As the number of acquisitions and management buy-outs appears to be on the rise in the UK, Evette Orams, Managing Director of Hilton-Baird Financial Solutions, explores the reasons behind an interesting shift in the financial composition of those deals.
News that the UK boasted the fastest growing economy of all the G7 countries in both 2013 and 2014 has served to confirm the strides that the nation has taken since the depths of the global downturn.
Even if an element of caution does still remain, confidence continues to creep back into the markets as businesses increasingly realign their goals from survival to growth. While the approach of different businesses to secure this expansion might vary according to their size, it is becoming evident that many are opting for an aggressive growth strategy.
One thing I’ve noticed of late is a growing number of acquisitions, management buy-outs (MBOs) and buy-ins (MBIs) taking place. This is to be expected in a recovery to a degree, as the healthiest companies make the most of the opportunities that present themselves. Yet the interesting part is the make-up of those deals, or rather the methods of funding that are being used to facilitate the transactions.
Where the MBO/MBI space was once dominated by equity-backed investments, it would appear that asset based lenders are now having an even bigger involvement as businesses look to make the most of their assets.
So what are the reasons behind this shift, and will it continue?
Equity finance clearly carries a number of benefits to businesses seeking growth capital. There’s much more to it than simply the funding element; the expertise and support of the investor, together with their ‘contact book’, can make a huge difference to the business’s growth potential. The sticking point has always been the need to cede equity.
Arguably, however, there just hasn’t been a viable alternative available to businesses when it comes to raising the finance to complete an acquisition, MBO or MBI.
Due to the sums of money required, it is rare for growing companies to be able to rely on their existing cash flow to fund the transaction without jeopardising their immediate financial health. Traditional debt finance, meanwhile, can be a costly and risky option, though the banks’ adoption of a more cautious stance in the wake of the financial crisis has made the likes of loans and overdrafts difficult to secure anyway.
What many have realised is that the strength of their existing business is in fact their biggest asset when it comes to raising finance.
The UK’s mid-market businesses are performing very strongly. Together they employ nearly 10 million members of staff and turn over a collective £1.5 trillion every year. This means that they are typically asset-rich with a great amount of cash therefore tied up in a wide range of assets, cash that’s becoming far simpler to access as the asset based finance sector continues to evolve.

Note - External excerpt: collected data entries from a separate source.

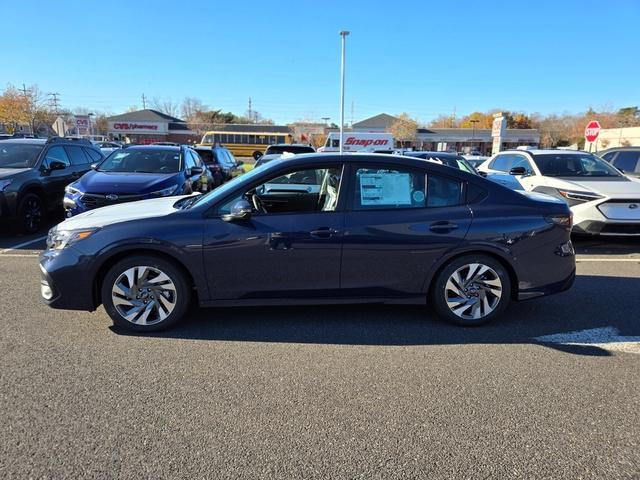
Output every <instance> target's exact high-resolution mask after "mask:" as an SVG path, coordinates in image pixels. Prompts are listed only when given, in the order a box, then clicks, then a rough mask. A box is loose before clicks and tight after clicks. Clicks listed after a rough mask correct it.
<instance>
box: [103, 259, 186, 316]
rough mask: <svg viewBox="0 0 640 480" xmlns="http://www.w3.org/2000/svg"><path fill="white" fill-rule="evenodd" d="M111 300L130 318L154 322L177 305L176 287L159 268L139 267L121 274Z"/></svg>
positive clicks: (111, 289) (135, 267)
mask: <svg viewBox="0 0 640 480" xmlns="http://www.w3.org/2000/svg"><path fill="white" fill-rule="evenodd" d="M111 299H112V301H113V306H114V307H115V309H116V310H117V312H118V314H119V315H120V316H121V317H122V318H123V319H125V320H126V321H128V322H131V323H133V324H136V325H154V324H156V323H159V322H161V321H163V320H164V319H166V318H167V317H168V316H169V315H171V312H172V311H173V309H174V308H175V307H176V301H177V293H176V286H175V284H174V283H173V281H172V280H171V278H170V277H169V276H168V275H167V274H166V273H164V272H163V271H161V270H159V269H158V268H155V267H150V266H136V267H131V268H129V269H127V270H125V271H124V272H123V273H122V274H120V276H118V278H117V279H116V281H115V282H114V284H113V287H112V289H111Z"/></svg>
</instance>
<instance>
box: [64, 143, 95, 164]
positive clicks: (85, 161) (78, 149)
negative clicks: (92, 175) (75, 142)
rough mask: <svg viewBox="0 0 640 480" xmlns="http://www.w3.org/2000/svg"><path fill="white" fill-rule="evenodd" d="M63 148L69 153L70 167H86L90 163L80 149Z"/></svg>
mask: <svg viewBox="0 0 640 480" xmlns="http://www.w3.org/2000/svg"><path fill="white" fill-rule="evenodd" d="M65 148H66V150H67V152H68V153H69V157H71V165H86V164H87V163H91V160H90V158H89V157H87V156H86V155H85V154H84V152H83V151H82V148H81V147H72V146H67V147H65Z"/></svg>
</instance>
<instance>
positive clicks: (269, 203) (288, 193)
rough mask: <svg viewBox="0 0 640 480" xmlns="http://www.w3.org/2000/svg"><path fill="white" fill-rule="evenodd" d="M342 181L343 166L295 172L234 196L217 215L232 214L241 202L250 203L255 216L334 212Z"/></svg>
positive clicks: (336, 205) (271, 180)
mask: <svg viewBox="0 0 640 480" xmlns="http://www.w3.org/2000/svg"><path fill="white" fill-rule="evenodd" d="M341 179H342V167H341V166H340V167H331V168H313V169H308V168H307V169H300V170H295V171H292V172H289V173H287V174H285V175H278V176H275V177H273V178H271V179H269V180H267V181H266V182H264V183H262V184H260V185H258V186H256V187H252V188H249V189H248V190H246V191H245V192H244V193H242V194H240V195H236V196H234V197H233V198H232V199H230V200H228V201H226V202H225V203H224V204H223V205H222V206H220V207H219V208H218V213H219V214H220V215H224V214H227V213H229V212H230V211H231V207H232V206H233V205H234V204H235V203H236V202H238V201H239V200H242V199H244V200H247V201H249V203H250V204H251V205H252V207H253V210H254V214H256V215H260V214H263V215H269V214H282V213H317V212H333V211H335V210H336V208H337V205H338V193H339V191H340V182H341Z"/></svg>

Asset based finance has undergone a significant transformation in the UK in recent years. Although it too contracted sharply as the global downturn struck, it has come back fighting and played a key role in fuelling the economic recovery.
According to the Asset Based Finance Association (ABFA), advances made to British businesses between April and June 2015 against the value of assets including debtors, stock, property, plant and machinery reached £19.3 billion. This is 32 per cent higher than the £14.6 billion that was advanced during the corresponding quarter five years earlier, in 2010.
There are a number of well-documented reasons for this dramatic increase. The decline in bank lending is of course one, which has also led to the alternative finance market expanding at breakneck speed (peer-to-peer lending and crowdfunding reportedly grew by 160 per cent in 2014 alone to provide £1.2 billion of funding).
Similarly, the introduction of the ABFA’s Code of Conduct has arguably helped to enhance the sector’s image, giving clients fresh confidence in the lenders and reassurances that any discrepancies or disputes can be resolved with the help of the trade association.
Yet a more overlooked reason is the sheer suitability of asset based finance in the current climate. Whether a business is struggling to maintain a steady cash flow or requires additional funding to capitalise on expansion opportunities, the features of this form of funding make it an extremely useful solution – particularly in times of economic recovery.
Crucially, this is what has appealed to so many larger companies who are looking to finance their growth plans.
A viable alternative
The statistics back this up. In Q2 2010, only 14.9 per cent of the asset based finance industry’s clients had an annual turnover of more than £5 million, according to the ABFA’s quarterly statistics. Fast forward five years, however, and this figure has risen steadily to 19.2 per cent as the profile of the sector has shifted.
Further still, comparing the data over the past five years reveals a notable change in the assets being funded. While advances against stock has risen by 160 per cent, for instance, funding against plant and machinery has increased by 327 per cent. Those assets alone now account for 6.1 per cent of overall asset based lending, up from 2.8 per cent in 2010.
While equity finance of course still has a place in acquisition and MBO/MBI transactions, it would appear as though, for the first time in a long time, businesses are being presented with a real alternative to ceding equity when looking to expand.
The challenge now is for the market to sustain its evolution, thriving on the success stories that are coming out of it. If it can, the MBO/MBI landscape will be just as different in another five years from now.